Friendships developed not only among station personnel who were thrown together for training, but also between Air Force members and civilians. Some met through sport competitions, church services, dances and recreational activities. Other people became friends when they shared housing. Air Force families and single men who rented rooms or apartments in Summerside during the war kept in touch with residents over the years, sometimes with visits, but more often through correspondence.


Bruce Powell and Wanda Wyatt

A good example of a lifetime relationship was the one that was formed between Miss Wanda Wyatt of 85 Spring Street and boarder Bruce Powell. Bruce was a 27-year-old Pilot Officer who moved into the Wyatt spare bedroom with fellow officer John Bryant in September 1943. They soon made themselves at home playing bridge, reading, or listening to radio with Wanda and her sister Dorothy who were 48 and 50 at the time. The sisterly affection that the Wyatts felt for these two boarders (who paid $6 each per week) was particularly strong.

Numerous Air Force officers were invited to the Wyatt home, particularly those attending morning or evening services at St. Mary's Anglican Church. Many of them came repeatedly for meals or chats by the fire. The sisters carried on a prodigious letter campaign to these young men after they left Summerside. In the large number of letters received by the Wyatts, phrases such as "You will never know how much the hours spent in your lovely home have meant to me," "I really can't thank you enough", and "My heart will be there always" are indicative of the gratitude felt. Several mothers also wrote when their sons reported on the Wyatts' warm reception. One stated, "It does mean a lot to the mothers of these lads that people give them a little home life and I do sincerely thank you."

The special bond that developed with Bruce Powell and also with his friend John was maintained after the war. Bruce went home to Calgary in May 1945 where he married the next year.

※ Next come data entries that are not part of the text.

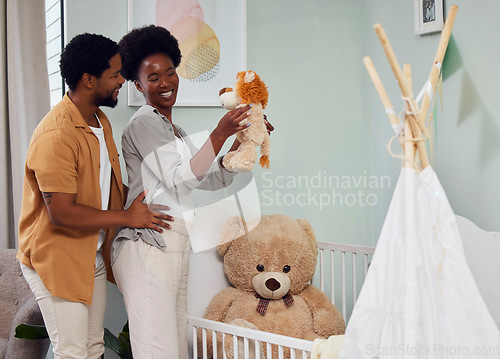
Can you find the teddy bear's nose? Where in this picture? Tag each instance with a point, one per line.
(272, 284)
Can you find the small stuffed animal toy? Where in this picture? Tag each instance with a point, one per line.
(270, 269)
(249, 90)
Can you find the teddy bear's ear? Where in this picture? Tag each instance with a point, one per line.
(233, 228)
(306, 226)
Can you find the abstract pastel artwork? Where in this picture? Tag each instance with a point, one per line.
(212, 40)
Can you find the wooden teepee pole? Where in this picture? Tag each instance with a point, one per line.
(409, 146)
(438, 60)
(396, 69)
(412, 107)
(389, 109)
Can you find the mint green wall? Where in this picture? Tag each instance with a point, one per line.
(467, 152)
(328, 118)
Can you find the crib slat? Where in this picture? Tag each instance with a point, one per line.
(321, 274)
(365, 265)
(257, 349)
(354, 284)
(204, 341)
(332, 276)
(246, 348)
(342, 271)
(214, 343)
(235, 346)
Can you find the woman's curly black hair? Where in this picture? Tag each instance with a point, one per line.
(86, 53)
(143, 42)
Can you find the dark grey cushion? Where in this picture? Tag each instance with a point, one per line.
(18, 306)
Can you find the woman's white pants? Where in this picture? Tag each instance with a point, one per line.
(153, 282)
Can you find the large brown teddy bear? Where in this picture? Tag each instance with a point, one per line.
(270, 269)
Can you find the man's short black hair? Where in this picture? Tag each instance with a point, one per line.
(143, 42)
(86, 53)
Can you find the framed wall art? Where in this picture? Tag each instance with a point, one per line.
(428, 16)
(212, 39)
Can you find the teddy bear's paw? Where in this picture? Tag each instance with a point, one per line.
(264, 162)
(229, 345)
(243, 323)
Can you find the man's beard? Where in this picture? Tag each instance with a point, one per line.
(108, 101)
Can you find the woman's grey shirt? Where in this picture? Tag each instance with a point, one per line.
(155, 161)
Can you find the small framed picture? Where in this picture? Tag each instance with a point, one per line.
(428, 16)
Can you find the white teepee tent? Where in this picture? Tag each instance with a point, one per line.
(419, 299)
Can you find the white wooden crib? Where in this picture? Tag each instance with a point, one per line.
(340, 273)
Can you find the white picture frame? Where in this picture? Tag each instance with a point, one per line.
(226, 19)
(428, 16)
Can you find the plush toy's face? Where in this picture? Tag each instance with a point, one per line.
(277, 257)
(228, 98)
(249, 88)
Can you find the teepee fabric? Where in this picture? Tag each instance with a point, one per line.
(419, 299)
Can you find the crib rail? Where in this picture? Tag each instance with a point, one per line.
(243, 338)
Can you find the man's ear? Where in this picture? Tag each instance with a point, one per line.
(88, 80)
(138, 86)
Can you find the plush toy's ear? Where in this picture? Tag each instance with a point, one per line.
(306, 226)
(249, 76)
(233, 228)
(225, 89)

Wanda and Dorothy were sorry to see him leave and visited him and his wife Pam in 1947 when they attended an IODE meeting in Alberta.

Dorothy died in 1959 so the next time Wanda saw Bruce she was alone on a visit to Calgary and other areas of the west. They corresponded and sent photos over the years. In 1987 a planned visit by Bruce to Summerside was postponed when his wife died. A Christmas card sent by Wanda in December 1988 expressed her hope that he would still come. "Right now I am writing at a table in the room that you and John shared - and the extra folding bed is still in place. You will find little change in the house itself - so I am still hoping that you can manage a return visit to see your old friends and haunts in Summerside. The town's growing - but we are still Islanders - and this area remains the same."

He phoned Boxing Day to say that he would come that spring. He arrived for a week in April 1989 and Wanda referred to the visit in her diary as a "lovely reunion." They continued to remember one another with cards and letters to the end of Wanda's life at age 102 in 1998.